Defence lawyer John Watson said it was a sad matter for Walthall, who had no previous criminal convictions. "This was a day he very much regrets. It turned his life inside-out," Mr Watson said.Judge Duncan Harvey said Walthall went to Schnappa Rock restaurant and bar, in Tutukaka, on March 6 with friends and "banter" had broken out between him and Mr Pullman. Walthall had been called a redneck and Mr Pullman had taken Walthall's cap. Walthall had thrown a beer bottle at Mr Pullman and, outside the bar, had stabbed him 16 times.
Judge Harvey said Mr Pullman was followed out of the bar by two friends, but he did not accept that the three had been together or that the three had attacked him. "I'm of the view that you heard Mr Pullman coming.
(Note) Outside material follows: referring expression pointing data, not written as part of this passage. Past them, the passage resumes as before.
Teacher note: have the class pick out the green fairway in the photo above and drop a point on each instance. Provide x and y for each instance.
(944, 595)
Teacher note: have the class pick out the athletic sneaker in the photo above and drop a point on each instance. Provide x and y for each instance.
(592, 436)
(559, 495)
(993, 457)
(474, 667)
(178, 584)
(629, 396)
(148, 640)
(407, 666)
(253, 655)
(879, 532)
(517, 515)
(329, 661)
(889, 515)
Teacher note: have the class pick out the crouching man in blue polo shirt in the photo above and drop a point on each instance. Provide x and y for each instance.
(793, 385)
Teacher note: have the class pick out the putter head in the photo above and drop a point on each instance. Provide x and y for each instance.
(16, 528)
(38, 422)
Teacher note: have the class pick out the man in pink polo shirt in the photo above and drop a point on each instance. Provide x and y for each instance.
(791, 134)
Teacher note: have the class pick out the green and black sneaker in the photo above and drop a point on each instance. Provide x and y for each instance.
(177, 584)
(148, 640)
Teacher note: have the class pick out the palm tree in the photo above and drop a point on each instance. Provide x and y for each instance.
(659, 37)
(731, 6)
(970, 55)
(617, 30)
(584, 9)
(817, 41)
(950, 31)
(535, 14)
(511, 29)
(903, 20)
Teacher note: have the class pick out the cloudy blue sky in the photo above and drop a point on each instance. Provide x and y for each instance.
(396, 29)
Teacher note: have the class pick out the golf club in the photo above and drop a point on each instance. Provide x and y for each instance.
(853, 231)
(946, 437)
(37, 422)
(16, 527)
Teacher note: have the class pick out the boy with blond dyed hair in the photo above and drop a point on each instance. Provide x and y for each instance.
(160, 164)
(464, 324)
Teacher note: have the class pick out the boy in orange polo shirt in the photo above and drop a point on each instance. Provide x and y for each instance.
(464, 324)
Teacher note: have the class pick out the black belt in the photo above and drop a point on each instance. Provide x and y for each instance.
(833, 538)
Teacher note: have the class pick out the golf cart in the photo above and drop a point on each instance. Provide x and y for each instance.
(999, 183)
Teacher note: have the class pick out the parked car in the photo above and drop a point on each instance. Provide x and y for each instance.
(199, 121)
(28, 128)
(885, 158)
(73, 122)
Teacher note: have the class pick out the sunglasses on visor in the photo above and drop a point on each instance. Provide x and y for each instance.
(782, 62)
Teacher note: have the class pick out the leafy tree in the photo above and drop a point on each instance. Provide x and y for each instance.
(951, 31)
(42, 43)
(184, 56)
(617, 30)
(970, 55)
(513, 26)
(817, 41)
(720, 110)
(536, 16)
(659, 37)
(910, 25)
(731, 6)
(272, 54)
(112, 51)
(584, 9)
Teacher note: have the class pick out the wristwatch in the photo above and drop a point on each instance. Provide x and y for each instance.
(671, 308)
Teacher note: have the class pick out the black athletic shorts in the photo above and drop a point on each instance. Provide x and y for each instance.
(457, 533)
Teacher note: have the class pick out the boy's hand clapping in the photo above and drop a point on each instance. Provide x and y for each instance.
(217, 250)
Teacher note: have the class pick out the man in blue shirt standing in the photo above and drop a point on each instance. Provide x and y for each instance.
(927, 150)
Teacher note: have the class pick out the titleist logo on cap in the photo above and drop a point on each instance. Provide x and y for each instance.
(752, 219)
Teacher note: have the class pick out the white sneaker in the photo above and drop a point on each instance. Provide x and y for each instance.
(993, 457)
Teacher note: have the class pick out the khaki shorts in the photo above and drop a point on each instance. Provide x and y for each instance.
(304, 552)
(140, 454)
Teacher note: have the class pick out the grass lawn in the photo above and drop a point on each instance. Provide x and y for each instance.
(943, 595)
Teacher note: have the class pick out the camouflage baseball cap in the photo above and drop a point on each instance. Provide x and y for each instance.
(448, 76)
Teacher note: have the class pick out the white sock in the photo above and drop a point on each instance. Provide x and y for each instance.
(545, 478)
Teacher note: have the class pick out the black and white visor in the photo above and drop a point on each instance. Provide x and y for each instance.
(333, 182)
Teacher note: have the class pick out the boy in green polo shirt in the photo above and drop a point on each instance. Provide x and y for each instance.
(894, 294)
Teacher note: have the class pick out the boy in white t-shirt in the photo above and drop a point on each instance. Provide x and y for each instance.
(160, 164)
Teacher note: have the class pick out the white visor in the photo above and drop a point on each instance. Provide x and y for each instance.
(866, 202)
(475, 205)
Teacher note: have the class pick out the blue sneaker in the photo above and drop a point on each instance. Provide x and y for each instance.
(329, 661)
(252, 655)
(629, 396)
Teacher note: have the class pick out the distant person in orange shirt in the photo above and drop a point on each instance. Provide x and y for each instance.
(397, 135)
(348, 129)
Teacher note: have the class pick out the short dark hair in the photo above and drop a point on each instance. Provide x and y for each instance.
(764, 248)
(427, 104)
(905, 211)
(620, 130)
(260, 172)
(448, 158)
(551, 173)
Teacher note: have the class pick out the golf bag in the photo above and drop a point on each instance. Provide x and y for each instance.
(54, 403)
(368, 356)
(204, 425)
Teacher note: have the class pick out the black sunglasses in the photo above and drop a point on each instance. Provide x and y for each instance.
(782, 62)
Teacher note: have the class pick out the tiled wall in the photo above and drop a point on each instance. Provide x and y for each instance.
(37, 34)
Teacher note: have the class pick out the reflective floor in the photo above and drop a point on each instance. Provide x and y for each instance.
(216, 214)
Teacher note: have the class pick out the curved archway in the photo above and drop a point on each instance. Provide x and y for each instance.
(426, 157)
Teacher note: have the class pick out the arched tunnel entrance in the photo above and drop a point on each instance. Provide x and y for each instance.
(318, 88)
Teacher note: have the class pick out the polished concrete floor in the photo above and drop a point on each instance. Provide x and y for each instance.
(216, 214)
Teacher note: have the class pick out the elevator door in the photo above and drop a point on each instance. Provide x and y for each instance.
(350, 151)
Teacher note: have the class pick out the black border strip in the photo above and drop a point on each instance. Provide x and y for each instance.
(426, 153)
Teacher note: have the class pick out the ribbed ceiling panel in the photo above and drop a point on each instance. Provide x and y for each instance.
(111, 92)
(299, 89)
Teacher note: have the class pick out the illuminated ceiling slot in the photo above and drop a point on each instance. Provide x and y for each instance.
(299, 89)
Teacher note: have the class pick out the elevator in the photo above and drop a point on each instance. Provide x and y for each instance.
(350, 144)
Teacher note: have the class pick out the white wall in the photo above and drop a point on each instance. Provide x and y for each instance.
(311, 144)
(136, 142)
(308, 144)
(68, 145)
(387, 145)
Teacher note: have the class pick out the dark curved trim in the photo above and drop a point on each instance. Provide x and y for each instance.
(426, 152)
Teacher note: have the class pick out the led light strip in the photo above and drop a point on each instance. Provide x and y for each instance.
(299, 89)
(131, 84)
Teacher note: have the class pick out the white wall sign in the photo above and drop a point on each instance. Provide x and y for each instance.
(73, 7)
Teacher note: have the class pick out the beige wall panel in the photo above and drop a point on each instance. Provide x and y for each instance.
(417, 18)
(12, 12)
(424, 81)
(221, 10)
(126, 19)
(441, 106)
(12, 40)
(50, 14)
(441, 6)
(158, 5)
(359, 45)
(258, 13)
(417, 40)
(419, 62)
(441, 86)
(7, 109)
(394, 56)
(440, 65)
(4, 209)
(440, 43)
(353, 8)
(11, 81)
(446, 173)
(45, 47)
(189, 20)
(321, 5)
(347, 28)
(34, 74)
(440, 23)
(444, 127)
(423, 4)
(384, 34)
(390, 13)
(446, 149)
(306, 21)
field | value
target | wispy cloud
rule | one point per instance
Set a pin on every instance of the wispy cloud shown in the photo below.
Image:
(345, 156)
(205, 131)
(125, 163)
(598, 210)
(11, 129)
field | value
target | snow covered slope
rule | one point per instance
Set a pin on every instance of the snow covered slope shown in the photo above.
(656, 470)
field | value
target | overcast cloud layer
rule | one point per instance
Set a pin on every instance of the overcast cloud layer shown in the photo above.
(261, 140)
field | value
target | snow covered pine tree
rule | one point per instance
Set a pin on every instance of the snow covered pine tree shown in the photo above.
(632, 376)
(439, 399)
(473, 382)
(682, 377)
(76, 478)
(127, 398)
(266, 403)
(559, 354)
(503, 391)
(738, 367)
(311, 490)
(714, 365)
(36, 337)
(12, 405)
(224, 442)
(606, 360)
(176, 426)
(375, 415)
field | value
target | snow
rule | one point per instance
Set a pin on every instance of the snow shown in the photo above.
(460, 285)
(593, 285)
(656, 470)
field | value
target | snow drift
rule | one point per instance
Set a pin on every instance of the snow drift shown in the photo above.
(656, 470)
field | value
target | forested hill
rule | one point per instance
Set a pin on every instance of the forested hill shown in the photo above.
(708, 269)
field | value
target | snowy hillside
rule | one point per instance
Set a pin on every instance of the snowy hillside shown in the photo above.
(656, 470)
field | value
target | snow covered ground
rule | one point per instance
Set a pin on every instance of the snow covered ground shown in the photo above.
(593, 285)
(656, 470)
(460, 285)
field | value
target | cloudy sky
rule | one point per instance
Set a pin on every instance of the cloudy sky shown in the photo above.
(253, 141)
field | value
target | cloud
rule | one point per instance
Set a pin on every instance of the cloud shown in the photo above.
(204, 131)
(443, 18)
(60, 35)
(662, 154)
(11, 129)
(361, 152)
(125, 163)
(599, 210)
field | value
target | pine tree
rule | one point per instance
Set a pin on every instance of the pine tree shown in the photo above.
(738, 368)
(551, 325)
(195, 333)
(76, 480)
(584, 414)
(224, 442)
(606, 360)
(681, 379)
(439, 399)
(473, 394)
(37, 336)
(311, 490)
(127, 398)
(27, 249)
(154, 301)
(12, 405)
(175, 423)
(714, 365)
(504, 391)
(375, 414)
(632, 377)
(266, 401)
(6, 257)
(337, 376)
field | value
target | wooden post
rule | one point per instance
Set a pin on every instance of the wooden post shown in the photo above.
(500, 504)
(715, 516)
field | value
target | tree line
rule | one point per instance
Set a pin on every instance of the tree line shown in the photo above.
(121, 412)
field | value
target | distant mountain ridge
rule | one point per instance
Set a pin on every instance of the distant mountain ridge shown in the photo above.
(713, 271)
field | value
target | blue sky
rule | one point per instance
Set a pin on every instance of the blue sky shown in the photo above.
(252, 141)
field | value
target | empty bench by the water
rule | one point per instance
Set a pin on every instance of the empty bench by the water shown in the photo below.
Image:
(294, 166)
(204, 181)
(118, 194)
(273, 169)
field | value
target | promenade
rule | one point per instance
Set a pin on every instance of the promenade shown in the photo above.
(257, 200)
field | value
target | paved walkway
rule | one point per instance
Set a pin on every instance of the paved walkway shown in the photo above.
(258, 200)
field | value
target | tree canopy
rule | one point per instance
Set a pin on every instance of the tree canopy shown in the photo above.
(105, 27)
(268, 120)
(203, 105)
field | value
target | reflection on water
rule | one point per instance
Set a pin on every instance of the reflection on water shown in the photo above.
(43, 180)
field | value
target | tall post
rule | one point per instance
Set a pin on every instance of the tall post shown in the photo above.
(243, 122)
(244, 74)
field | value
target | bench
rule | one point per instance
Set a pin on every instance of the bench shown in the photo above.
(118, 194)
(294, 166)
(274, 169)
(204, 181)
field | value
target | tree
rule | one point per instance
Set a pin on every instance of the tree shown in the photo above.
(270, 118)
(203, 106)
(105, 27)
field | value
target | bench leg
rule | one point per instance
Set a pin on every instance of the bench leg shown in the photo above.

You knew you were in trouble because of what had happened [in Schnappa Rock] and you got out that knife before you went to the ground [in a scuffle with Mr Pullman]," Judge Harvey said. The judge said there was some provocation involved in Walthall's offences but his reactions had been completely out of proportion and did not justify his use of a knife.
"For reasons you can't explain you were prepared to use a weapon. The cowardly act of throwing a bottle is indication of that," Judge Harvey said. "It's a sad fact that the use of knives is becoming the rule, rather than the exception. Your case is a classic example of why the law doesn't permit people to carry knives ... if they are carried they will be used," Judge Harvey said.